Le canzoni utilizzate nel film sono la colonna sonora della vita di Mendes e rappresentano una parte fondamentale della pellicola, così come la stupenda fotografia. “La scena politica del periodo, soprattutto le politiche razziali – spiega il regista-, Margaret Thatcher che dichiarava ‘La società non esiste’, il razzismo di Enoch Powell e del Fronte Nazionale, le rivolte di Brixton e Toxteth, la disoccupazione alle stelle e le divisioni estreme alimentò la musica e la cultura del periodo”.
Mendes ha cucito addosso a Colman un personaggio sensibile, sfaccettato, gentile, molto complesso. “Ho adorato interpretare Hilary perché attraversa tanti stadi emotivi – racconta l’attrice -. Ha un’esistenza piuttosto solitaria ma vuole provare sentimenti più intensi. Quando Stephen, entra nella sua vita è affascinata da lui. Smette di prendere i suoi farmaci e, a un certo punto, raggiunge una smania quasi eroica, mostrando le cause scatenanti dei suoi episodi psicotici”.
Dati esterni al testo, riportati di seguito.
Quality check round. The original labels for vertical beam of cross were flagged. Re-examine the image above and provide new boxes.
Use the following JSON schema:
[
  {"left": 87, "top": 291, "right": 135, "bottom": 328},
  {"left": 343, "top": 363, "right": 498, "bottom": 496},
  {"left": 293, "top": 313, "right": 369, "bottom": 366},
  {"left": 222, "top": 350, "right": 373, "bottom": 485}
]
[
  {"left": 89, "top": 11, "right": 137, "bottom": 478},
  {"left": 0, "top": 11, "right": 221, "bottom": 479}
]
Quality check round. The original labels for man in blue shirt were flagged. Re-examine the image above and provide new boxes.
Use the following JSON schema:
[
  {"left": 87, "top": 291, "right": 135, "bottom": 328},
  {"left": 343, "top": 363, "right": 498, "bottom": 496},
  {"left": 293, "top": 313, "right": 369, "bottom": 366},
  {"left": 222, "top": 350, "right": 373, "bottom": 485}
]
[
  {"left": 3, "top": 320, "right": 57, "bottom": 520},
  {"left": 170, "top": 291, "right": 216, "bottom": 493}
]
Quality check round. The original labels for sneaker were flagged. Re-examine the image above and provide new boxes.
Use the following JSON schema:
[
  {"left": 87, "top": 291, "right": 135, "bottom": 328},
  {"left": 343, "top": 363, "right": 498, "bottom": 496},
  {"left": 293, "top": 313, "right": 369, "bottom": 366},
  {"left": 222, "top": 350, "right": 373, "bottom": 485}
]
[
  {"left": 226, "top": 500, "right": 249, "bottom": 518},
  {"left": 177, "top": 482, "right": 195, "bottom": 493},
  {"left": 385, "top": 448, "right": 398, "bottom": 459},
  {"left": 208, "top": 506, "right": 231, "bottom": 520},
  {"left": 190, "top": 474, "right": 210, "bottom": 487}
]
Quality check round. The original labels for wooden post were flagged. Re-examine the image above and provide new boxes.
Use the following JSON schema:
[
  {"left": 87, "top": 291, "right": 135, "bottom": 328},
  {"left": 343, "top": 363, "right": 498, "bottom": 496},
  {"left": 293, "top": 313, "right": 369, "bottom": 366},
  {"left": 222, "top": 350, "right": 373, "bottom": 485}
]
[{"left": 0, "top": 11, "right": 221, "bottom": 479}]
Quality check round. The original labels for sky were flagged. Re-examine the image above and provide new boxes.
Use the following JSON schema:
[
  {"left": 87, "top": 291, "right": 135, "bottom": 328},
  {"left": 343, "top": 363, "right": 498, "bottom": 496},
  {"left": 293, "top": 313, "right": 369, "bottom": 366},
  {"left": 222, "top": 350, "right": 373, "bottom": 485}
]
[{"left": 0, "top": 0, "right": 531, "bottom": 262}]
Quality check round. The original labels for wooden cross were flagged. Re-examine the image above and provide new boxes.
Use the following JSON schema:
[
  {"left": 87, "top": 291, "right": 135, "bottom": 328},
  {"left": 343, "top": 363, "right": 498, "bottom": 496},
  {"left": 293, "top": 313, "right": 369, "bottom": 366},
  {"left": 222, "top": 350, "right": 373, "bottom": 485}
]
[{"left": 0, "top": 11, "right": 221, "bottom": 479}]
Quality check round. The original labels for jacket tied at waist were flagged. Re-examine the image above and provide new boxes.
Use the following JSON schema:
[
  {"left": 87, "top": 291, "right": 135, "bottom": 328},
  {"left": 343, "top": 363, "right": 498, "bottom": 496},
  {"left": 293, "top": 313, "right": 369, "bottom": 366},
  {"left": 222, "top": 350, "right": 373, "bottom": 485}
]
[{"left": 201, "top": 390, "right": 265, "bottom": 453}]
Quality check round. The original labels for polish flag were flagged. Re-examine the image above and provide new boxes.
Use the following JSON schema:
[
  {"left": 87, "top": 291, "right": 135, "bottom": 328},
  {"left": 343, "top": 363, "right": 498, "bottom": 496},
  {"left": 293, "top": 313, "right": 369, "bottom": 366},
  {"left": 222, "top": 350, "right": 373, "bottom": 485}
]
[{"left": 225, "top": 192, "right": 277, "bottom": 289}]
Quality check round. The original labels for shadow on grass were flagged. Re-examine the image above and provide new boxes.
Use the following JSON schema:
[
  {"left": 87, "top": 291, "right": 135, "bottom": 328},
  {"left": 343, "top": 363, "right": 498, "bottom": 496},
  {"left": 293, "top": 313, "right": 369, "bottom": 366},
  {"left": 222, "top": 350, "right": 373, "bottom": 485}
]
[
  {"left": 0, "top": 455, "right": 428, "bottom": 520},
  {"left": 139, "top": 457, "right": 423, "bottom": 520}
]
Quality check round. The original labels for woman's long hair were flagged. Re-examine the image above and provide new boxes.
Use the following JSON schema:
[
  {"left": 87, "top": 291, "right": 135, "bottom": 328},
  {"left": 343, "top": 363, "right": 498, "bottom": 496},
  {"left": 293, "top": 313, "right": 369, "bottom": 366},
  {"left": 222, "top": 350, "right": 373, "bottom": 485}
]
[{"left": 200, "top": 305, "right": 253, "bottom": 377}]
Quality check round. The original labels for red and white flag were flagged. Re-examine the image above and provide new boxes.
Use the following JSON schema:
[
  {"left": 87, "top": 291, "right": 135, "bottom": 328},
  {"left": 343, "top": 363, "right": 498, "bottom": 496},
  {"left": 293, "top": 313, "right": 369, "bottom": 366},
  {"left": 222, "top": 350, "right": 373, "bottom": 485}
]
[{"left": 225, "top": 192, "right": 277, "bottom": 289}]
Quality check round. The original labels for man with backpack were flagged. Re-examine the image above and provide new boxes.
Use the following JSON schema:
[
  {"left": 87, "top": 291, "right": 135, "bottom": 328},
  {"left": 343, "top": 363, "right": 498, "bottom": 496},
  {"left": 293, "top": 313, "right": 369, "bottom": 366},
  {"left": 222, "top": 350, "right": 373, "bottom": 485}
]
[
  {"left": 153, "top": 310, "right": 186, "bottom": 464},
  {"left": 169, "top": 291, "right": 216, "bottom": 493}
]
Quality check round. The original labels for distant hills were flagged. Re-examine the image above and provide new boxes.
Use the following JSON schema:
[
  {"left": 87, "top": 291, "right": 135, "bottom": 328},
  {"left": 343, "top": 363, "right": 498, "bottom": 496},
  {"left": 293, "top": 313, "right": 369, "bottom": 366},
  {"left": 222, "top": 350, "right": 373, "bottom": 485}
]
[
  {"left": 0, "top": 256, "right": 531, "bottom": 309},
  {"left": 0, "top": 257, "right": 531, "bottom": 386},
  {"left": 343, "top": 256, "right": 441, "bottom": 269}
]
Dal canto suo il giovane Stephen deve affrontare un mondo razzista, un governo reazionario, una gioventù violenta mentre sta cercando se stesso e creando un improbabile legame con Hilary e con il cinema. “ È un giovane ragazzo nero, ama le persone, la musica e i film e si rifiuta di farsi definire dalla società oppressiva in cui vive – spiega Ward -. Questo film è un racconto di formazione in cui il mio personaggio sta trovando se stesso e il suo posto nel mondo. Quando ho letto la sceneggiatura ho pensato all’impatto che avrebbe potuto avere anche su molti altri ragazzi neri. Per loro è importantissimo ritrovarsi in un film come questo, si renderanno conto che tutte le persone hanno storie attuali e degne di essere raccontate”.